Something has been bugging me for a while. Its when playing live chess. Its when your opponent plays white first up and wins and then won't rematch. While I would agree that it is their right to decline, it is not really very sporting. Unfortunately it is becoming more and more common, and it seems now that a lot of people do it because so many people do it to them, and so its the only way to correct the imbalance. The effect is a general feeling of unpleasantness. I would prefer that we instead experienced live chess as a friendly and fair interchange with a deeper feeling of camaraderie behind it all. There are many players who are nice and genuine and so on, but an increasing number are not.
Essentially, by avoiding the rematch which you know will be a black game, you are going back to a 50:50 chance of getting another white game because this is randomly chosen by the system. As a result you can finesse the system so you can get up to 75% of your games as white. This an artificial way of increasing your rating, but also a way to get more wins - cheaply.

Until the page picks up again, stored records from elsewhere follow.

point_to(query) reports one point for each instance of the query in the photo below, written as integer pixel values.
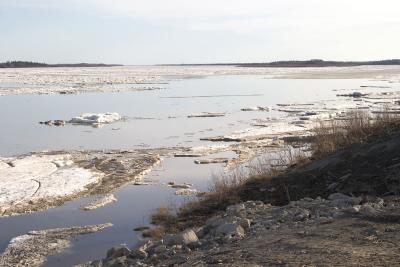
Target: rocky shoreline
(340, 230)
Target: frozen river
(154, 117)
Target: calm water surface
(168, 126)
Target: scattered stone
(101, 202)
(33, 248)
(210, 161)
(229, 229)
(184, 238)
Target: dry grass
(358, 127)
(240, 185)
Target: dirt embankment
(343, 210)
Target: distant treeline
(303, 63)
(320, 63)
(28, 64)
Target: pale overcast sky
(198, 31)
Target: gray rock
(139, 254)
(160, 249)
(245, 223)
(341, 200)
(119, 251)
(184, 238)
(231, 229)
(235, 209)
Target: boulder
(184, 238)
(341, 200)
(229, 229)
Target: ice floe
(96, 118)
(35, 177)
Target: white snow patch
(96, 118)
(37, 176)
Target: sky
(198, 31)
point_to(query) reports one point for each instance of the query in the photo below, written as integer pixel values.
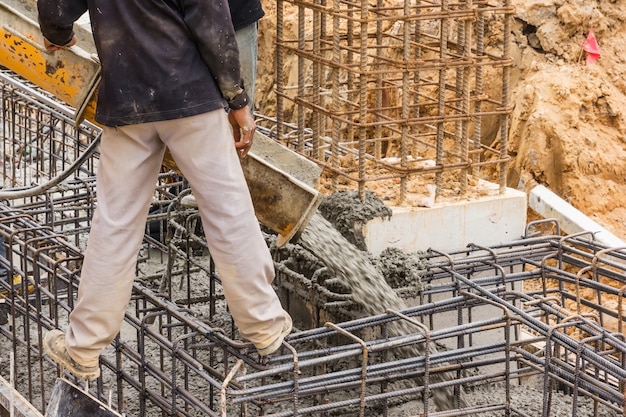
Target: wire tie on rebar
(365, 351)
(227, 380)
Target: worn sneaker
(54, 345)
(273, 347)
(189, 201)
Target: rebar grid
(169, 357)
(395, 90)
(502, 316)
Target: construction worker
(245, 15)
(169, 69)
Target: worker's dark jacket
(245, 12)
(161, 59)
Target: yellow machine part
(70, 75)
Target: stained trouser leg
(130, 158)
(203, 149)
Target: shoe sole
(48, 340)
(284, 333)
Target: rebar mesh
(540, 315)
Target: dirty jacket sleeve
(57, 17)
(210, 25)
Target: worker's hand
(54, 47)
(244, 127)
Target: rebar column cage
(392, 91)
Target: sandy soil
(567, 125)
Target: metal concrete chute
(281, 182)
(71, 75)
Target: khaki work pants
(131, 157)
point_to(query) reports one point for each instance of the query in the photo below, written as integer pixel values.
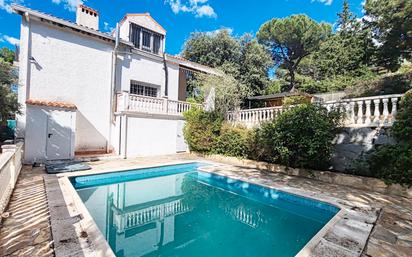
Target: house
(83, 91)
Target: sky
(178, 17)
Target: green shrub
(300, 137)
(402, 129)
(296, 99)
(232, 141)
(202, 129)
(392, 163)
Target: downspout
(28, 55)
(112, 88)
(166, 74)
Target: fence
(365, 111)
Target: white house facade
(83, 91)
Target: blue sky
(179, 17)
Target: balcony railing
(359, 112)
(152, 105)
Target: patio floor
(27, 231)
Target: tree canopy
(391, 24)
(291, 39)
(242, 58)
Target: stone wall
(354, 144)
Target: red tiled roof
(88, 8)
(58, 104)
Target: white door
(181, 145)
(59, 135)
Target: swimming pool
(178, 210)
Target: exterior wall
(24, 82)
(149, 69)
(140, 68)
(149, 136)
(36, 127)
(73, 68)
(355, 144)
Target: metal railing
(153, 105)
(10, 166)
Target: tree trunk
(292, 80)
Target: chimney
(87, 17)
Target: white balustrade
(146, 215)
(365, 111)
(154, 105)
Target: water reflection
(186, 215)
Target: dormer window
(145, 39)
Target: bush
(392, 163)
(300, 137)
(202, 129)
(296, 99)
(402, 129)
(233, 141)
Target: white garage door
(59, 135)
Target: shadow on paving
(26, 232)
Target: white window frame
(152, 35)
(145, 86)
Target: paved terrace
(26, 232)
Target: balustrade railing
(154, 105)
(144, 216)
(365, 111)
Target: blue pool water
(180, 211)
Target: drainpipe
(113, 87)
(166, 74)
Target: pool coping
(91, 242)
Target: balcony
(151, 105)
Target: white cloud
(70, 5)
(326, 2)
(6, 4)
(213, 32)
(10, 40)
(199, 8)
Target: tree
(254, 65)
(212, 48)
(249, 61)
(229, 93)
(391, 24)
(8, 99)
(345, 55)
(291, 39)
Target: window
(139, 89)
(135, 35)
(156, 43)
(145, 39)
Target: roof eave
(23, 10)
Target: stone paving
(26, 232)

have had this happen to me so often that I have taken to comment on player's pages when they do this, and more often then not there is a string of similar complaints from their past opponents all saying things like that player is a coward or not a good sport or a #@!*&$!!!! and much much worse.
So I propose two things to address this.
1. Chess.com could change the opponent select and black/white allocation from using a random selection of black or white for each new challenge (a fresh opponent), to a system that calculates what your historical ratio of B V W is. If you have a heavy white bias in your games - which can only be due to you deliberately declining rematches where you would be playing as black - then the system will set you up as black, and keep doing this until your balance of completed games is closer to 50:50 B/W. This would also guard against aborting black games on new challenges from others.
Note that the system could come up against the problem where it searches and finds an opponent that also has a low black count, in which case it should keep searching. The benefit of this would be that for the player who is trying to avoid playing black games will progressively find they have to wait longer and longer before the system finds them an opponent.
2. The other side of this is discourage bad behavior in the eyes of the community. I think if someone's ratio of black to white gets beyond say 55:45 then is very likely that they are gaming the system, in which case their name should be shown in a particular colored font. I suggest scarlet.
This would alert others to this person not being fair minded and not conducting themselves in the spirit of the game.
I feel that the combination of these two things should be enough to stamp this problem out.
I would be interested very interested in hearing everyone's thoughts on this.